他看著阮靈風露出來那一塊肌膚,他的本能讓他忍不住想,Omega的後頸是很脆弱的,畢竟腺體生在這處,Alpha會通過咬下腺體注入信息素對Omega進行標記。
他的理性卻又拉扯著他,讓他對這種本能感到厭惡。
被本能支配的Alpha可不會是什麼好東西,這個阮靈風,他就不能有點自我保護意識嗎?
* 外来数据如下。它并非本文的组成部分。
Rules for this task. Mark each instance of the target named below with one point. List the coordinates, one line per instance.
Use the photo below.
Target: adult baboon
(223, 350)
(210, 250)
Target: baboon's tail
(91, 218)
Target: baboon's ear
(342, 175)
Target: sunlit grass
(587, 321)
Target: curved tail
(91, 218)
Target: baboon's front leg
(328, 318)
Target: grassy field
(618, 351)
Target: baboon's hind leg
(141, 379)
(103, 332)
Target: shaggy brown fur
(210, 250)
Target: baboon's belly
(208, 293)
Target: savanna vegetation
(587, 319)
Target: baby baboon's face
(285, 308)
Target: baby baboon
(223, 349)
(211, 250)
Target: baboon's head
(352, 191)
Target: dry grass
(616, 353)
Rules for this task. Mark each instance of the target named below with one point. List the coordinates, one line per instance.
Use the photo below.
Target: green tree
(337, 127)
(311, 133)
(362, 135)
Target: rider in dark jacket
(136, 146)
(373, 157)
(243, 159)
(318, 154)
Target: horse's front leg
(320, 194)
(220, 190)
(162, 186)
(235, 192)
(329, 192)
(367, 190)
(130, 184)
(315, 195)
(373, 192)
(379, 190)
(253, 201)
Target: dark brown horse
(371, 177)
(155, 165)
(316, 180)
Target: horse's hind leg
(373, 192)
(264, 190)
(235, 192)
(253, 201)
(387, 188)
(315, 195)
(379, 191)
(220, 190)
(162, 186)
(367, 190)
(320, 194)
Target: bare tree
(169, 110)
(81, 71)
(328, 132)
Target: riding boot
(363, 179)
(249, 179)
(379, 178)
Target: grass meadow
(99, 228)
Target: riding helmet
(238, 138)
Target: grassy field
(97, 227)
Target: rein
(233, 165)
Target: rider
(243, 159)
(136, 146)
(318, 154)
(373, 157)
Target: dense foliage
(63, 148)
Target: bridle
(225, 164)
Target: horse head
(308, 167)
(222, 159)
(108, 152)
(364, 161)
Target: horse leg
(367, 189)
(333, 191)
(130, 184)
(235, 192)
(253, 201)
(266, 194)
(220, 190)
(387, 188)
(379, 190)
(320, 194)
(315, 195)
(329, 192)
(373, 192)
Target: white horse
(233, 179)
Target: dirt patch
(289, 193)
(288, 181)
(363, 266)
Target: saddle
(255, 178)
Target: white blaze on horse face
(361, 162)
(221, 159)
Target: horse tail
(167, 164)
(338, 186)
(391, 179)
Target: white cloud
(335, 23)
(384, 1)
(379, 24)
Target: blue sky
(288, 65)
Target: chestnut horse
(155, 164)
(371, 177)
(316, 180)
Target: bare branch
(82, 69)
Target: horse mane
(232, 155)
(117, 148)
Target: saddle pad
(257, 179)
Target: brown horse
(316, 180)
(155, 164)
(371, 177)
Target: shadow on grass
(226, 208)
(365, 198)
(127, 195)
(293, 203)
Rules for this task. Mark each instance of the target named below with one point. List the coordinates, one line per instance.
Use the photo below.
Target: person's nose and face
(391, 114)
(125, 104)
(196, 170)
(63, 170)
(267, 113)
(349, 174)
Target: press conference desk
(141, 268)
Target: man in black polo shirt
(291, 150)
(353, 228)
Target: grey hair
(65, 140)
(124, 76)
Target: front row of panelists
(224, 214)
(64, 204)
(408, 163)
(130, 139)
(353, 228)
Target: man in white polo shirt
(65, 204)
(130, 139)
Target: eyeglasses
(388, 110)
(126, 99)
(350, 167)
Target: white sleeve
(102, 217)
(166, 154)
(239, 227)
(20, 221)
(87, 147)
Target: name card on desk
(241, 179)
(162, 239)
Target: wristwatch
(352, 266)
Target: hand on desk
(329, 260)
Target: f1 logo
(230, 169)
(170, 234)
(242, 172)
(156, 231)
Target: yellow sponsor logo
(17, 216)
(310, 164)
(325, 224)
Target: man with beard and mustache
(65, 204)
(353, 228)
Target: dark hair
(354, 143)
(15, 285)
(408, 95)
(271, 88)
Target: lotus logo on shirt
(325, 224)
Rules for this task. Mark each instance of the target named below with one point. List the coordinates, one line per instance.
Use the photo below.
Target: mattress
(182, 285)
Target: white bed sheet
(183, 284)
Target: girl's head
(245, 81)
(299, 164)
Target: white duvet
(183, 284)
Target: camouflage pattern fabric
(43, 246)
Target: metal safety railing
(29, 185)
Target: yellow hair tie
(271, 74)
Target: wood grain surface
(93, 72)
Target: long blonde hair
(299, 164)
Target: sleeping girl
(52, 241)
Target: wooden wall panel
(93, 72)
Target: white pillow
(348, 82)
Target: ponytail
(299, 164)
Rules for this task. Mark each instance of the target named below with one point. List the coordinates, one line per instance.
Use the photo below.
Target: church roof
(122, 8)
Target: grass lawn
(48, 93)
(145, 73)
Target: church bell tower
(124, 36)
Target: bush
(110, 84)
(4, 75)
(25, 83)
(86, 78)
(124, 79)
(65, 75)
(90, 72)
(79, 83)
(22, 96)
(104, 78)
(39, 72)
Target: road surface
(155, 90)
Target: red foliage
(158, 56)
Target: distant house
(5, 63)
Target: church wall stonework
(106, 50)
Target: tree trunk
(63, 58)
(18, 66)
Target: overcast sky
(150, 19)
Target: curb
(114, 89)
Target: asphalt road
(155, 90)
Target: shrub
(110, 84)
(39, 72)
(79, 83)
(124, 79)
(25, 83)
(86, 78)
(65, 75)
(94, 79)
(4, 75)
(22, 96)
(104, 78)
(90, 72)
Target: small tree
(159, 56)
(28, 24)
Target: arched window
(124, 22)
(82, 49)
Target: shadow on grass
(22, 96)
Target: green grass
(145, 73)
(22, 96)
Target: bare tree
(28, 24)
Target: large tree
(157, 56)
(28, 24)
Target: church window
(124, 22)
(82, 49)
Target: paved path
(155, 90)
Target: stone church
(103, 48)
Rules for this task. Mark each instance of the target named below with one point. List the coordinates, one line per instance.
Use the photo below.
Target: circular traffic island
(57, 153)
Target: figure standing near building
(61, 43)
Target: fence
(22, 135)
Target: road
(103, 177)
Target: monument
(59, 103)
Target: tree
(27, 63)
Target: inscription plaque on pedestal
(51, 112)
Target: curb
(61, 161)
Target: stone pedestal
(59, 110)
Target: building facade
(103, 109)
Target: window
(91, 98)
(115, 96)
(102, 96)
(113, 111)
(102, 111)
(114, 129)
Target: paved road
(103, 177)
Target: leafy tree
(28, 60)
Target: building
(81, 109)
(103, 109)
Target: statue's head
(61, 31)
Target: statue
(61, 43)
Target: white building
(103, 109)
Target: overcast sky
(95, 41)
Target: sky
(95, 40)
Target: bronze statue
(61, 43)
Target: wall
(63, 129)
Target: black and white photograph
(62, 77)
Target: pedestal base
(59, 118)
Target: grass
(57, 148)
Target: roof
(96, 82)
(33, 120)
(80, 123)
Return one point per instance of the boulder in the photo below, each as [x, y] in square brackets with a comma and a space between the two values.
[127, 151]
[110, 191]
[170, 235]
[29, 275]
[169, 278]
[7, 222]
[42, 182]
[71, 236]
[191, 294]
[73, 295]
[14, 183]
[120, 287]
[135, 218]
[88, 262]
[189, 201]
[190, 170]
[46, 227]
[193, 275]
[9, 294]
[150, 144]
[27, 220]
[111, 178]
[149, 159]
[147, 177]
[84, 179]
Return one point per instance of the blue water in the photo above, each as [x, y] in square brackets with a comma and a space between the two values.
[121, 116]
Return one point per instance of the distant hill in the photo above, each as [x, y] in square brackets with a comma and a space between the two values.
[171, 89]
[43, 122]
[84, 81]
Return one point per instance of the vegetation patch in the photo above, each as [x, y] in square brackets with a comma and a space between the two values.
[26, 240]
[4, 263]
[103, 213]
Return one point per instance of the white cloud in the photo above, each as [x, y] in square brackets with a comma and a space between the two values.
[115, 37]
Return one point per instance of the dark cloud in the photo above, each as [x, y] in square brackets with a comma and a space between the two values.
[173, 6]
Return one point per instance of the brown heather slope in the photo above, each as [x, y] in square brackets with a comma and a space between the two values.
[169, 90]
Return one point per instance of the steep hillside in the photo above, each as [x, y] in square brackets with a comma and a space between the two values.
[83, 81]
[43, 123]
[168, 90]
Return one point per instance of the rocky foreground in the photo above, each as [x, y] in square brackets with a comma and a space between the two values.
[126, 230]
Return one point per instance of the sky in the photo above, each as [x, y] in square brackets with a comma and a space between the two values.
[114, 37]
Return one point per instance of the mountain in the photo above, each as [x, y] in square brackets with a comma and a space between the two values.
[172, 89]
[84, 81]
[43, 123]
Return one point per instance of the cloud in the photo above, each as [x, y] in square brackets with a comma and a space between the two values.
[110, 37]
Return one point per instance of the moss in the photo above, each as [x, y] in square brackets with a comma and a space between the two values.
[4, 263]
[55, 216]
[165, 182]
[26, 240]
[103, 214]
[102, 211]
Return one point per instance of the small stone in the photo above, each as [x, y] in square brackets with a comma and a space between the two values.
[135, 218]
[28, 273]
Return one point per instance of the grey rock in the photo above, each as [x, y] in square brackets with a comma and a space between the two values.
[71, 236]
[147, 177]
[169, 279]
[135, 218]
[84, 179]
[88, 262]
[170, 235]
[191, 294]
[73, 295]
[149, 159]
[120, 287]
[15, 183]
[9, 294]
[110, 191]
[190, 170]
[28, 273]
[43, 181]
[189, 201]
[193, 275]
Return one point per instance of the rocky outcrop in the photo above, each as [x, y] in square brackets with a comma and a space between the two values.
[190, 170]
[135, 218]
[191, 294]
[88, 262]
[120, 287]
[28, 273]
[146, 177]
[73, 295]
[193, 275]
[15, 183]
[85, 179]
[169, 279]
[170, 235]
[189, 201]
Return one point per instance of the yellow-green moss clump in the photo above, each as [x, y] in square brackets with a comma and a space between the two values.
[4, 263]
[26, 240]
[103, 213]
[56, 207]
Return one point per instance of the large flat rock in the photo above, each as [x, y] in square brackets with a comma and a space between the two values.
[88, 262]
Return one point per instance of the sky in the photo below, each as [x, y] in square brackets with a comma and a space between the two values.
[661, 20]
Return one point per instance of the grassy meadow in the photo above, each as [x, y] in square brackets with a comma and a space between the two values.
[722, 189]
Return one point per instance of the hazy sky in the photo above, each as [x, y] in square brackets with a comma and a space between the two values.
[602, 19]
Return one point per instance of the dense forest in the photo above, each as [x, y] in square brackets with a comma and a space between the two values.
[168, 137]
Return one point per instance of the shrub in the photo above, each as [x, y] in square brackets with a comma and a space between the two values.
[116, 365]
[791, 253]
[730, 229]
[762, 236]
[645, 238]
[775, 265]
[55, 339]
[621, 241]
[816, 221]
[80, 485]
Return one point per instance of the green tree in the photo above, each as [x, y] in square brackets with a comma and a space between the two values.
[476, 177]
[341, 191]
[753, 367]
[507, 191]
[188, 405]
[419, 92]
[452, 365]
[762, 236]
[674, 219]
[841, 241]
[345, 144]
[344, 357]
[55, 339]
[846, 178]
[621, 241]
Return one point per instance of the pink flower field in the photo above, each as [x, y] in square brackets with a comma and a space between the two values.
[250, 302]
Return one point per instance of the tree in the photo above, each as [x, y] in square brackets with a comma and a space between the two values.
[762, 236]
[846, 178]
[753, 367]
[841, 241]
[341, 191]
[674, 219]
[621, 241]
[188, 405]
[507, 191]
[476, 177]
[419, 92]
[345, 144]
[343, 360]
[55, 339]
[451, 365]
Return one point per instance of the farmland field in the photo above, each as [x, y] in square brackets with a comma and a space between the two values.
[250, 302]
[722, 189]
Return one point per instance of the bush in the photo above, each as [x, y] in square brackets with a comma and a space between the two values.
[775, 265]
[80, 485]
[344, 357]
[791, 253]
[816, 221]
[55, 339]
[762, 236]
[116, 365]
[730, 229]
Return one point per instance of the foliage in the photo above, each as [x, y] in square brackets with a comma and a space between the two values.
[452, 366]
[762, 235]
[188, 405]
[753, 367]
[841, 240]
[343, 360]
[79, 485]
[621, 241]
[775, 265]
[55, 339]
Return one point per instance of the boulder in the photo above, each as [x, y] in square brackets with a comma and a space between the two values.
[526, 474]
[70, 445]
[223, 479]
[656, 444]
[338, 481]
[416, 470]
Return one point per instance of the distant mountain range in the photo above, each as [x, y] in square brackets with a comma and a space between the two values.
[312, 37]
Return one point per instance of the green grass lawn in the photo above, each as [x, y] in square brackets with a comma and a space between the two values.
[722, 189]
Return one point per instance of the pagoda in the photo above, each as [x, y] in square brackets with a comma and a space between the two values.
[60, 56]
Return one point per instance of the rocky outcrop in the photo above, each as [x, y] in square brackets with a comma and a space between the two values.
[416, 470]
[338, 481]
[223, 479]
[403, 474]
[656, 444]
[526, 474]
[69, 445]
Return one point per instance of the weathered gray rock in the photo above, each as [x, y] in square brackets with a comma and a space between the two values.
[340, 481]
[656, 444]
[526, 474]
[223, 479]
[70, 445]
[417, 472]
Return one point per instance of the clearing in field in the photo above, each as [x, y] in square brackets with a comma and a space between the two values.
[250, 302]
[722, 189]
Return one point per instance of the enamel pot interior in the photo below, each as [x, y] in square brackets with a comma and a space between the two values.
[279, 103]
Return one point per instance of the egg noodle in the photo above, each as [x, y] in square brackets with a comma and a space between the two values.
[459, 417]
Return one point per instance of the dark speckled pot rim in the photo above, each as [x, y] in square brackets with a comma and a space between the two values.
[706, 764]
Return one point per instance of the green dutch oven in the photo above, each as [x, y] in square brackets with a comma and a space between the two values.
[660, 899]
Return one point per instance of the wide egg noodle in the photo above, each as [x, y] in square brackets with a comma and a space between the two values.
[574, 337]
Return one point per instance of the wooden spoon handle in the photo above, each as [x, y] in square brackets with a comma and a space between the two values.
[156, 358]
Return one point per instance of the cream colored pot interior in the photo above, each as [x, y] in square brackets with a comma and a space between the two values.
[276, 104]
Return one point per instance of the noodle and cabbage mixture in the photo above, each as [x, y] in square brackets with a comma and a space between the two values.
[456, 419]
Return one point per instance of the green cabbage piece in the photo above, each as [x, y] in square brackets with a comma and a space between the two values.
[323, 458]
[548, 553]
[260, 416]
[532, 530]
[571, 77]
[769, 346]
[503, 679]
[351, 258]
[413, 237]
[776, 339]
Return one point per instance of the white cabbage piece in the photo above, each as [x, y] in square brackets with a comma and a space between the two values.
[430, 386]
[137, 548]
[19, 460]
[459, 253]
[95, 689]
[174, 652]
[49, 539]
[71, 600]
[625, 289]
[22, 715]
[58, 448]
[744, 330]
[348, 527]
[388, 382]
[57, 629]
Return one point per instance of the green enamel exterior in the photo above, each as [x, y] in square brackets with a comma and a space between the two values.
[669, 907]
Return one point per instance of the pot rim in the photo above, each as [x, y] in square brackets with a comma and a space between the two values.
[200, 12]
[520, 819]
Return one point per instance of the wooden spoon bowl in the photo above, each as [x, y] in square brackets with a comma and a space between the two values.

又或者說,這就是他想要的?畢竟他從一開始,就對自己釋放了信息素啊。
陶執很不喜歡這種感覺。
“煩死了。”陶執小聲咕噥一句。
阮靈風終於抬頭看他,眼裡盛著疑惑:“怎麼了?”
陶執又莫名暴躁起來:“不關你事,你別說話了。”
阮靈風:“……”
他們這一桌的氛圍和店裡其他桌的喧鬧樣子格格不入,兩人都不吭一聲,簡直就像拼桌吃飯的。
兩人各自心懷鬼胎。
-
阮靈風也自覺有些不對勁。
一個Alpha看著你的眼睛唱了一首歌,說是因為和你一起兜風時產生的靈感,看似隨意編的歌詞裡有你的名字……
阮靈風快要奔三了,被不少Alpha和Beta都追過,換個其他Alpha對阮靈風這麼做,阮靈風都能篤定這人對自己有意思。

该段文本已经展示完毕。